Caso Mariana: Ministério Público denuncia suspeito de matar universitária por latrocínio

0
Foto: TV TEM/Arquivo Pessoal

O Ministério Público denunciou nesta semana Rodrigo Pereira Alves – suspeito de matar a universitária Mariana Bazza – por latrocínio com base no inquérito policial que foi concluído na última quinta-feira (3). A denúncia ainda não foi aceita pela Justiça.

Mariana desapareceu no dia 24 de setembro depois de receber a ajuda de Rodrigo para trocar o pneu do carro. Ele foi preso horas depois de sumir com a jovem.
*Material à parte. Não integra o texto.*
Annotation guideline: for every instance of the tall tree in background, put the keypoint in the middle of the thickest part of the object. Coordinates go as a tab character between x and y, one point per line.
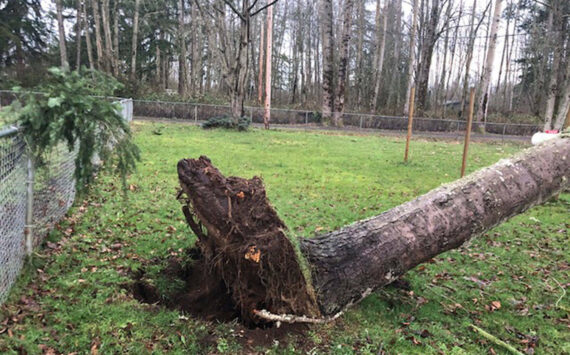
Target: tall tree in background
412	60
326	22
61	32
182	65
268	56
134	42
488	69
343	63
380	49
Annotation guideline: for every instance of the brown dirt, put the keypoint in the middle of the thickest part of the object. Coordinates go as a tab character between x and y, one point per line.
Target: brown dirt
244	249
203	297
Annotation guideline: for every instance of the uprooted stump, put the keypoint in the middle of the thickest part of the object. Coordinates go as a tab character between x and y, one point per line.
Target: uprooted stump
243	241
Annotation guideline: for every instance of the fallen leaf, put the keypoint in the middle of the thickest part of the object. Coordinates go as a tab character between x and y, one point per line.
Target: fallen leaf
253	254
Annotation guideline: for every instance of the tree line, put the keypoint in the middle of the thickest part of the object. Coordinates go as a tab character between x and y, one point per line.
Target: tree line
326	55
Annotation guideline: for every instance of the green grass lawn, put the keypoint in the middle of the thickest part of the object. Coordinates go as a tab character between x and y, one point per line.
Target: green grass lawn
74	295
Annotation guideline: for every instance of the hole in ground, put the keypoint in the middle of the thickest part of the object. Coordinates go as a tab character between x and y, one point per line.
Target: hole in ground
185	284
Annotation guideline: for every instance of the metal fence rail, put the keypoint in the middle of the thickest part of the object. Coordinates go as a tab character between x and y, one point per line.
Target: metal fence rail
33	199
202	112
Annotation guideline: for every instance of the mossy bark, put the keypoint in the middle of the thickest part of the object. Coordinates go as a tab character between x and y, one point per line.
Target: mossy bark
243	239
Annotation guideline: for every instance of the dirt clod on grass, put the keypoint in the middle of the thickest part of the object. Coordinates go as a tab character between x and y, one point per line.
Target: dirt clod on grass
242	260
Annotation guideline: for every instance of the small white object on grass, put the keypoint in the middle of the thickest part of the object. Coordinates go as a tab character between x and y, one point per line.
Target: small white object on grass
540	137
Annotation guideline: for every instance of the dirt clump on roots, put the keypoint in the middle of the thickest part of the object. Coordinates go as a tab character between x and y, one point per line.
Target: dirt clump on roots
242	261
202	297
242	243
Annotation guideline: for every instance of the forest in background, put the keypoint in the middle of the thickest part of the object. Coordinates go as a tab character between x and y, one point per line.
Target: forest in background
326	55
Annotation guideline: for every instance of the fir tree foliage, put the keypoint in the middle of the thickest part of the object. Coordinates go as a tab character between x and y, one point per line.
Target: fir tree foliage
75	108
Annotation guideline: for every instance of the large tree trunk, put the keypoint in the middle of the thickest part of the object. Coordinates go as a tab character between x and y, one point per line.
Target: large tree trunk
134	42
242	239
380	49
412	59
343	64
182	67
61	30
486	78
268	71
105	13
98	39
426	54
326	19
78	28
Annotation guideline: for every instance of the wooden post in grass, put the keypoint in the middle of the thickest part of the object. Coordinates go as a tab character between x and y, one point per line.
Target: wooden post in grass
410	121
468	131
244	244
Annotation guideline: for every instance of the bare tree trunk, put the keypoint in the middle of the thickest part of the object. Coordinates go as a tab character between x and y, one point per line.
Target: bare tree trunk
564	104
412	61
78	28
182	65
441	93
260	74
61	30
428	43
268	57
98	39
134	42
158	63
359	54
343	64
380	48
486	78
504	54
116	37
326	21
108	40
394	92
556	47
508	71
88	36
348	264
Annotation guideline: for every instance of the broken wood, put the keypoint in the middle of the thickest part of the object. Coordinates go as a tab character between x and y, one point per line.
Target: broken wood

No dia seguinte, a polícia localizou corpo dela em uma área de canavial em Ibitinga.

O laudo do Instituto Médico Legal (IML) de Araraquara (SP) apontou que a jovem foi morta por asfixia mecânica causada por estrangulamento.

Segundo a polícia, Rodrigo roubou o som do carro e a carteira da universitária, além de ter tentado vender o veículo dela no dia do crime, por isso o indiciamento por latrocínio.


Contudo, a polícia e o Ministério Público ainda aguardam resultados de laudos periciais, inclusive se houve crime de estupro.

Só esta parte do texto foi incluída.